In all, 57 consecutive patients were included with a median (interquartile range, IQR) age of 69 (64-72) years. The median (IQR) duration of follow-up was 15 (8.25-19.75) years. At the end of follow-up, 25 patients (43.8%) still had their primary AUS. The AUS was explanted in nine men because of erosion (seven) and infection (two). Survival rates, without AUS explantation, were 87%, 87%, 80%, and 80% at 5, 10, 15, and 20 years, respectively. Survival rates, without AUS revision, were 59%, 28%, 15%, and 5% at 5, 10, 15, and 20 years, respectively. At the end of the follow-up, in intention-to-treat analysis, 77.2% of patients were continent.
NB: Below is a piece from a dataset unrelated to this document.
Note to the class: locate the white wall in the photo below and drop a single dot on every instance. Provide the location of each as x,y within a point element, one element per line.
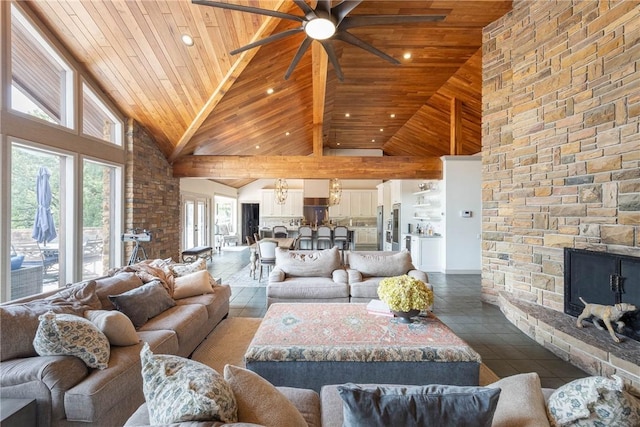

In the long term (>10 years) the AMS 800 can offer a high rate of continence to men with SUI caused by sphincter deficiency, with a tolerable rate of explantation and revision.
评估人工尿道括约肌(AUS)的长期功能结局,并确定因前列腺手术后括约肌功能不全导致压力性尿失禁(SUI)而需要取出植入物的男性患者数量。
纳入1984年至1992年间因前列腺手术后括约肌功能不全导致SUI而接受AUS(美国美敦力公司AMS 800®)植入的男性患者。随访结束时评估尿失禁情况,定义为无需使用尿垫。采用Kaplan-Meier生存曲线估计无需取出或翻修装置的生存率。
共纳入57例连续患者,中位(四分位间距,IQR)年龄为69(64 - 72)岁。中位(IQR)随访时间为15(8.25 - 19.75)年。随访结束时,25例患者(43.8%)仍保留其初次植入的AUS。9例男性因侵蚀(7例)和感染(2例)取出了AUS。在5年、10年、15年和20年时,未取出AUS的生存率分别为87%、87%、80%和80%。在5年、10年、15年和20年时,未进行AUS翻修的生存率分别为59%、28%、15%和5%。随访结束时,在意向性分析中,77.2%的患者实现了控尿。
从长期(>10年)来看,AMS 800可为因括约肌功能不全导致SUI的男性患者提供较高的控尿率,且取出和翻修率可接受。